Um blog do Ministério Fiel
Associação Judaica de Polícia – Romances seculares que recomendamos [13]
“Minha terra natal é o meu chapéu” — Meyer Landsman, Associação Judaica de Polícia (Companhia das Letras, 2009).
O autor Michael Chabon estava perambulando em uma livraria quando deparou com um livro chamado Say it in Yiddish [Diga isso em Íidiche]. Era um livro de expressões para viajantes que poderiam encontrar-se necessitando de orientações, uma refeição ou (o livro fornece isso a sério) um torniquete. Isso pareceu profundamente nostálgico e trágico a Chabon. “Onde”, ele se perguntou, “seria o reino mais fabuloso para o qual você poderia ter levado esse livro de expressões, se o Holocausto não tivesse acontecido?”. Em um mundo pós Segunda Guerra Mundial, a ideia de uma comunidade falando íidiche parecia tanto triste como mágica.
O que emergiu dessa pergunta foi a Associação Judaica de Polícia, um romance vencedor do Prêmio Hugo que mescla uma estória detetivesca estilo noir, uma reimaginação substancial da política global do século 20 e a própria voz de Chabon, que é ao mesmo tempo engraçada e provocativa. E se, Chabon supõe, os Estados Unidos tivessem aberto Sitka, no Alasca, como um refúgio temporário para judeus fugindo de Hitler, e se o incipiente estado de Israel tivesse sido conquistado em 1948? O mundo resultante mescla as culturas americana, judeu-europeia e nativos tlingit alasquianos, um mundo que é, a um só tempo, rico e triste.
A estória retoma 60 anos após o estabelecimento do refúgio, quando a terra está prestes a voltar ao domínio dos EUA. Na página um, somos apresentados a Meyer Landsman, um detetive controvertido e alcoólatra, e o cadáver de Mendel Shpilmen, o filho de um rebe[1] respeitadíssimo, que também, por acaso, é uma espécie de chefe do crime na região. Ambos estão, atualmente, ocupando o mesmo motel barato, e Landsman sente uma forte empatia pelo jovem morto, que fora, outrora, uma figura promissora e intrigante em Sitka.
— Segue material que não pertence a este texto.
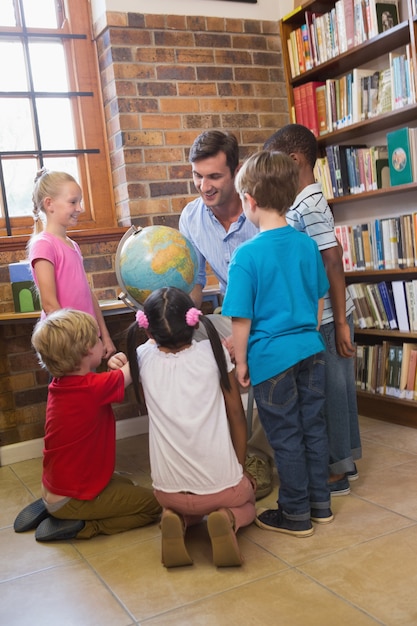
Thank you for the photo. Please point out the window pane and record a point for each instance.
(40, 13)
(7, 15)
(48, 67)
(19, 175)
(16, 131)
(55, 123)
(65, 164)
(12, 73)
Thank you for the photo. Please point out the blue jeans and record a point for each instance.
(290, 411)
(340, 405)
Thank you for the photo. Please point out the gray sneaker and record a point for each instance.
(260, 467)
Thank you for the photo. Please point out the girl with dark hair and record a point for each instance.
(197, 426)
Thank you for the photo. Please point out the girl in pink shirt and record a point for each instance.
(56, 260)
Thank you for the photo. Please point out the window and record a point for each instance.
(51, 113)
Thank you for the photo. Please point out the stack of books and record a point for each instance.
(388, 369)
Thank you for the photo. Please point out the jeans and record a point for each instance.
(290, 411)
(340, 406)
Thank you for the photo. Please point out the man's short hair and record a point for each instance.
(211, 142)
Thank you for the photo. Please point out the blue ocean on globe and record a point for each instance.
(154, 257)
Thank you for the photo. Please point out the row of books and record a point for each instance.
(347, 170)
(349, 23)
(387, 305)
(387, 369)
(327, 106)
(356, 169)
(382, 244)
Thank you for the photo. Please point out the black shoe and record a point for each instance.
(272, 519)
(340, 487)
(30, 517)
(321, 516)
(353, 474)
(53, 529)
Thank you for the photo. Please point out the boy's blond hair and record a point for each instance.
(62, 339)
(271, 178)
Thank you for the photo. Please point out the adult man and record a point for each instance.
(215, 224)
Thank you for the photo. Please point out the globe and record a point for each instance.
(153, 257)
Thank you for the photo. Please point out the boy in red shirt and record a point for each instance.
(81, 496)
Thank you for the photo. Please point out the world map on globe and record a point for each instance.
(153, 257)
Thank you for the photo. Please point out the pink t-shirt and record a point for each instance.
(72, 288)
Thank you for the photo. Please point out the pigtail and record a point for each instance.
(217, 347)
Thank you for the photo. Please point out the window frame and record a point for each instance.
(89, 124)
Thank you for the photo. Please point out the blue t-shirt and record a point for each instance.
(276, 280)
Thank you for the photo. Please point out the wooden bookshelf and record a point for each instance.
(381, 201)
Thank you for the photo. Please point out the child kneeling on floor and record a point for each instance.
(197, 426)
(81, 496)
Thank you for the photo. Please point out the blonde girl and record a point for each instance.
(56, 260)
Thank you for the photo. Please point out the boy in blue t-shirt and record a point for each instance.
(275, 295)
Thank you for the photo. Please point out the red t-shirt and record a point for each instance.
(80, 433)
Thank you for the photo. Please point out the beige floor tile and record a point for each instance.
(14, 496)
(395, 489)
(289, 598)
(130, 573)
(22, 554)
(69, 595)
(380, 576)
(356, 521)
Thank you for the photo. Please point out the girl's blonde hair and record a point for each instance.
(47, 184)
(62, 339)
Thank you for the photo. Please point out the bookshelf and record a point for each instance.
(366, 206)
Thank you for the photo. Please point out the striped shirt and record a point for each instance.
(311, 214)
(211, 241)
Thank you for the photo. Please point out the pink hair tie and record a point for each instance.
(142, 319)
(192, 316)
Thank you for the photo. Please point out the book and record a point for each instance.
(400, 301)
(407, 348)
(411, 375)
(389, 305)
(310, 114)
(387, 15)
(322, 114)
(399, 157)
(393, 370)
(382, 368)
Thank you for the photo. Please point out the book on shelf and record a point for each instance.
(400, 157)
(385, 291)
(410, 287)
(400, 301)
(387, 15)
(392, 387)
(407, 369)
(411, 385)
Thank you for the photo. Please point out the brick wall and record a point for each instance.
(167, 78)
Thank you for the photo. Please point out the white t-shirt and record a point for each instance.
(189, 439)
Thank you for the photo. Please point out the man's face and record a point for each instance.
(214, 181)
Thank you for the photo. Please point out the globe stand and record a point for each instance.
(133, 230)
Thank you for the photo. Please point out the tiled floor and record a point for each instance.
(360, 570)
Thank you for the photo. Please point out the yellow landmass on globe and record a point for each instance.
(174, 255)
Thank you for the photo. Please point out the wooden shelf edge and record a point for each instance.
(388, 409)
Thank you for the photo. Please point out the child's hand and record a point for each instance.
(242, 375)
(117, 361)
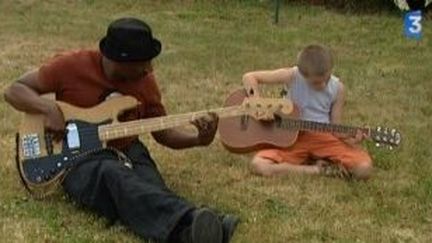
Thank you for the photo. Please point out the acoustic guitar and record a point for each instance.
(242, 134)
(42, 162)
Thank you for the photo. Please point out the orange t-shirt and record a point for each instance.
(78, 79)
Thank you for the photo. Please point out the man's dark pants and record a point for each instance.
(136, 196)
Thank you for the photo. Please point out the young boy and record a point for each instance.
(320, 97)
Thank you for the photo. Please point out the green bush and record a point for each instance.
(353, 5)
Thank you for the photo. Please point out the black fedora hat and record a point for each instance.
(129, 40)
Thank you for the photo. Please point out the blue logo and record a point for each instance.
(413, 26)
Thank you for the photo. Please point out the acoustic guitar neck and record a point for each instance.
(137, 127)
(305, 125)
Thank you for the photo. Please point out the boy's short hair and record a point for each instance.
(315, 60)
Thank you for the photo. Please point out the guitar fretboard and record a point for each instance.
(319, 126)
(133, 128)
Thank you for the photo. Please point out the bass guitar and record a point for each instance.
(42, 162)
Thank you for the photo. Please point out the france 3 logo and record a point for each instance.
(413, 25)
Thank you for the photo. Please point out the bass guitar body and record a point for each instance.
(42, 160)
(245, 134)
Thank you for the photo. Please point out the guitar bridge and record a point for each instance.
(31, 145)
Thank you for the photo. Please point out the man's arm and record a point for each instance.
(177, 139)
(24, 95)
(251, 80)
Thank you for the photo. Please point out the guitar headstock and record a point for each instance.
(266, 108)
(386, 137)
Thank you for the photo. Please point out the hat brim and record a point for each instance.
(114, 55)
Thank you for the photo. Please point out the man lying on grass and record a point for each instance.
(320, 97)
(138, 197)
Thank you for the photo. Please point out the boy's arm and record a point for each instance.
(336, 118)
(337, 107)
(251, 80)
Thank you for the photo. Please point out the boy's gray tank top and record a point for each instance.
(314, 105)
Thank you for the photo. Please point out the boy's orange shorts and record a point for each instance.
(315, 145)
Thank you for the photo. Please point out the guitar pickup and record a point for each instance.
(31, 146)
(72, 137)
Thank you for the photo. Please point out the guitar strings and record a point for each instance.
(155, 122)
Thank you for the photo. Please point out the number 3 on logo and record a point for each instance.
(413, 26)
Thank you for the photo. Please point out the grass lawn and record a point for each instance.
(207, 48)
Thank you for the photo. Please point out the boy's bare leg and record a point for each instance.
(267, 167)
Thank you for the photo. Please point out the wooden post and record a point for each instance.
(277, 8)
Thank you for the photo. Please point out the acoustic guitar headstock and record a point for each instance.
(386, 137)
(266, 108)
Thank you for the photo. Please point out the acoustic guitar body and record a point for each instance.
(245, 134)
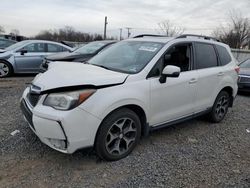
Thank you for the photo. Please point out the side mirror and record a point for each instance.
(23, 51)
(167, 57)
(169, 71)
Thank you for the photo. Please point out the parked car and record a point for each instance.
(27, 56)
(135, 86)
(244, 76)
(81, 54)
(4, 43)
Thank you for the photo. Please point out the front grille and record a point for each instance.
(33, 99)
(27, 113)
(243, 79)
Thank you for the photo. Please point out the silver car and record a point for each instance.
(27, 56)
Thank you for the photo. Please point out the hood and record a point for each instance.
(66, 74)
(66, 56)
(244, 71)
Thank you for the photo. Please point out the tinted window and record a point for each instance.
(54, 48)
(205, 56)
(225, 58)
(35, 47)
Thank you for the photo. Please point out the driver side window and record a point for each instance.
(35, 47)
(178, 55)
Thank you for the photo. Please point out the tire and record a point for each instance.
(6, 69)
(118, 135)
(220, 107)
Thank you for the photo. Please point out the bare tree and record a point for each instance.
(68, 34)
(169, 29)
(236, 33)
(2, 29)
(14, 32)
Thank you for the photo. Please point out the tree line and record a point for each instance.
(235, 33)
(68, 34)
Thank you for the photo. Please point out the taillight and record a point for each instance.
(237, 69)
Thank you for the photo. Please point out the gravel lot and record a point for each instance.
(192, 154)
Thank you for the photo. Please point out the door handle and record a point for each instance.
(192, 81)
(220, 74)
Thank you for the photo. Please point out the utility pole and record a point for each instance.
(128, 28)
(120, 33)
(105, 27)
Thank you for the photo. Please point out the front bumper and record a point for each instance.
(64, 131)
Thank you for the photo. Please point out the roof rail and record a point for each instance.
(148, 35)
(198, 36)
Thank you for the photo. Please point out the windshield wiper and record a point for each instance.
(102, 66)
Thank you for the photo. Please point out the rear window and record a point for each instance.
(224, 56)
(205, 56)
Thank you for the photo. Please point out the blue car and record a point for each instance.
(27, 56)
(4, 43)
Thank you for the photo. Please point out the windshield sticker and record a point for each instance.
(148, 48)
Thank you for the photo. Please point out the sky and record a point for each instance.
(143, 16)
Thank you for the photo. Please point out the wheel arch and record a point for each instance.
(140, 112)
(10, 64)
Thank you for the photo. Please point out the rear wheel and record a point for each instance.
(220, 107)
(5, 69)
(118, 135)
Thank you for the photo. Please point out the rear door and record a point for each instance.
(30, 61)
(210, 75)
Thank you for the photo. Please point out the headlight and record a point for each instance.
(67, 100)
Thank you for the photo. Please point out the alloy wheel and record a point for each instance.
(4, 70)
(121, 136)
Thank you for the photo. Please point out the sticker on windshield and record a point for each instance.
(148, 48)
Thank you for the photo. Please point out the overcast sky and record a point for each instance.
(196, 16)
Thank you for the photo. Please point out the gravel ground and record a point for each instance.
(192, 154)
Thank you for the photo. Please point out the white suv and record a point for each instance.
(133, 87)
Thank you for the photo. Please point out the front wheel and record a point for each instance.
(220, 107)
(5, 69)
(118, 135)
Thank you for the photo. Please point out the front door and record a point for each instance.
(30, 61)
(175, 98)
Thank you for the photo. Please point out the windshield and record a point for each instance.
(91, 47)
(245, 64)
(16, 45)
(127, 56)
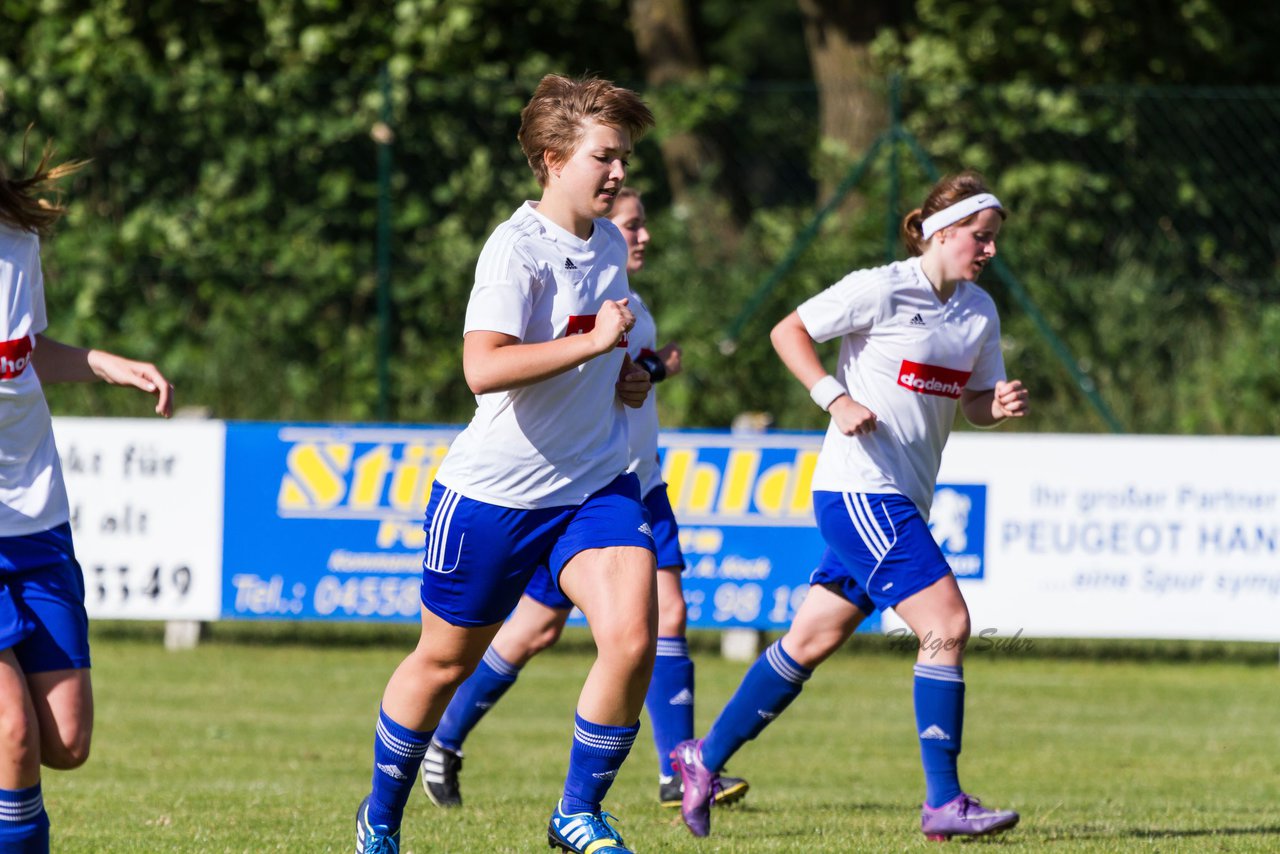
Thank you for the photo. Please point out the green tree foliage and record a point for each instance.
(1138, 223)
(227, 224)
A pressão é para que o departamento de polícia judaica encerre os casos, arrume suas malas e deixe de ser um obstáculo para os americanos que estão assumindo o controle, o que acrescenta um fator de pressa para a investigação de Landsman. Outro fator complicador é o fato de que a chefe de Landsman no departamento prestes a ser extinto é sua ex-esposa, e as relações entre eles permanecem um misto de amargura e desejo.
O que Chabon faz com essa mistura estranha de ingredientes é tanto eletrizante como lancinante. O tom de sua escrita é, sob vários aspectos, parecido com o estilo durão das estórias detetivescas de Raymond Chandler, mas o pano de fundo espiritual e político da estória serve para intensificar as tensões e, além disso, iluminar os personagens no primeiro plano. Landsman não tem terra natal, família nem laços com o mundo em que habita. Ele viaja entre os cidadãos de Sitka — muitos dos quais são muito mais fiéis, ambiciosos e sérios do que ele — tentando tanto resolver o crime como desfazer a desordem de sua própria vida.
A história do homem morto revela um amplo senso de nostalgia e exílio na comunidade judaica de Sitka, e pinta um quadro estupendo do anseio messiânico. A redenção, para muitos dos exilados de Sitka, só parece possível através da violência, e eu achei que a estória de Chabon esclarece (embora de um modo estranho, um tanto doidão) o anseio que deve ter ocupado uma grande parte dos corações dos autores do Novo Testamento. E como essa (mais verdadeira e melhor) estória, a redenção que Landsman encontra é muito mais simples, triste e surpreendente do que alguém já poderia ter sonhado por conta própria.
Leia Associação Judaica de Polícia
#1: Nome que se dá aos rabinos do judaísmo chassídico.